The first category—generalization—refers to model performance in previously unseen data and has been outlined in detail above. It constitutes the most rudimentary performance measure of an ML model. While employing cross-validation techniques (score 0) avoids data leakage and provides a principled estimate of generalization performance, it is important to note that (nested) cross-validation should be used for initial model evaluation and hyperparameter optimization only. At current, the results of most machine learning studies in psychiatry might well have arisen from small test-sets as is typical for cross-validation. In contrast, using a large, independent test set (score 1) yields a more stable, reliable estimate of future performance. Finally, using a large, external test set (score 2), i.e., a test set to which the creators of the initial model did not have access at training time, and which was drawn independently from the training set, is optimal. To this end, online model repositories (e.g., www.photon-ai.com/repo) provide valuable infrastructure which greatly simplifies external validation in practice. Here, a research group can make available a trained model, and have it tested on independent data, providing an opportunity to assess the geographic, demographic, and phenotypic generalizability of a published model. In addition, incremental learning can be used to train certain ML models, allowing a research group to further train a pre-trained model with their own data, affording cross institution collaboration without the need for data sharing (for more information, see the partial fit method in sklearn41).

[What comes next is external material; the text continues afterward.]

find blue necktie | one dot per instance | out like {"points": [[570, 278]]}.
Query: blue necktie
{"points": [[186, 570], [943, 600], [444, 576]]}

The second category—model scope—refers to the group of individuals about whom the model can make reasonable predictions. If a convenience sample (score 0) is used for training and testing, we cannot expect the model to perform well on different samples. If the sample is representative for a site or local subpopulation (score 1), we can expect it to perform as intended at this site without any guarantees with regard to other sites or subpopulations. Only testing on a representative sample of the target population (score 2) ensures reliable performance estimates that translate into clinical practice. From this point of view, the current use of exclusion criteria appears highly problematic. While perfectly reasonable if we seek to test hypotheses to gain insight into mechanisms or advance theory, excluding patients with e.g., certain comorbidities inevitably entails that our model’s utility for this patient group cannot be estimated, thereby severely hampering its applicability in clinical practice.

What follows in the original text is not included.